Pertama, Pendidikan tauhid berarti mendidik anak dalam
hal akidahnya. Akidah merupakan inti ajaran Islam, maka akidah yang salah
menyebabkan rusaknya nilai-nilai ajaran Islam yang lainnya. Apabila akidah
seorang muslim rusak, maka bisa merusak ibadahnya. Penyimpangan-penyimpangan
dalam beribadah, seperti penyembahan kepada selain Allah Subhanahu Wa Ta’ala
adalah buah dari akidah yang rusak. Untuk itu, orang tua-orang Muslim sebaiknya
meneladaninya dari Luqman Al-Hakim.
Di zaman
yang penuh fitnah subhat ini sepatutnya para orang tua Muslim lebih
merisaukan akidah anaknya sepeninggal mereka kelak. Sebagaimana kerisauan
Ya’qub diakhir hayatnya terhadap anak-anaknya, Ya’qub bertanya bukan masalah
pekerjaan, harta, atau jabatan anak-anaknya. Tapi yang ditanyakan Ya’qub kepada
anak-anaknya adalah tentang akidahnya, yaitu siapa yang akan mereka sembah
sepeninggal Ya’qub (lihat: surat Al-Baqarah ayat 133).
Dengan akidah yang benar
dan kuat, maka fondasi kepribadian anak sebagai seorang Muslim terhujam kokoh
di dadanya. Segala tata cara dan orientasi hidupnya senantiasa akan disesuaikan
dengan kehendak Allah Subhanahu Wa Ta’ala. Ketika dihadapkan pada
peluang-peluang untuk melakukan korupsi, kebohongan, kecurangan, dan perilaku
maksiat lainnya, maka ia akan memilih taat kepada Allah Subhanahu Wa Ta’ala.
Kedua, pendidikan ibadah sesuai tuntunan syariat.
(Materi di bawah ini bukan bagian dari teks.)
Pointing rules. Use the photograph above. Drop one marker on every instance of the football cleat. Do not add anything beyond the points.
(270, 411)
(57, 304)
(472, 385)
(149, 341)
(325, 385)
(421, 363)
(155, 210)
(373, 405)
Para ulama fikih berkesepahaman mengenai syarat diterimanya ibadah disisi Allah
Subhanahu Wa Ta’ala, yaitu beribadah dengan niat yang ikhlas hanya untuk
Allah Subhanahu Wa Ta’ala dan beribadah dengan mengikuti (ittiba’)
cara-cara beribadah yang sudah diajarkan oleh Nabi Shalallahu ‘Alaihi
Wasallam. Syarat yang pertama berarti bertauhid dalam beribadah,
menghindari segala bentuk penghambaan diri kepada selain Allah Subhanahu Wa
Ta’ala. Syarat yang kedua berarti benar tata cara pelaksanaan ibadah sesuai
dengan sunah-sunah Nabi Shalallahu ‘Alaihi Wasallam dengan tanpa
menambah atau menguranginya sedikitpun terutama dalam ibadah-ibadah yang sudah
diatur tata cara pelaksanaannya (mahdhah) seperti shalat, puasa, wudhu,
haji, dan qurban.
Ketiga, ber-amar ma’ruf nahi mungkar. Berani
menyerukan kebenaran dan melarang kemungkaran adalah tiang penyangga tegaknya
syariat Islam di tengah-tengah kehidupan kaum Muslimin. Sejak dini anak penting
diajarkan prinsip-prinsip amar ma’ruf nahi mungkar, menanamkan
keberanian ke dalam jiwa anak untuk menyampaikan yang hak dan mencegah yang
bathil. Seorang Muslim yang sejati haruslah memiliki tabi’at pemberani dalam amar
ma’ruf nahi mungkar. Pada tahapan yang ketiga ini juga terkandung pemahaman
bahwa setelah anak dididik dengan akidah dan ibadah yang benar, maka tahap
selanjutnya kepribadian islaminya dikuatkan dengan sikap perhatian terhadap
lingkungannya, yaitu memperbaiki lingkungannya dengan mendakwahkan kebaikan dan
menghilangkan penyebab-penyebab kerusakan dalam kehidupan, yaitu kemungkaran.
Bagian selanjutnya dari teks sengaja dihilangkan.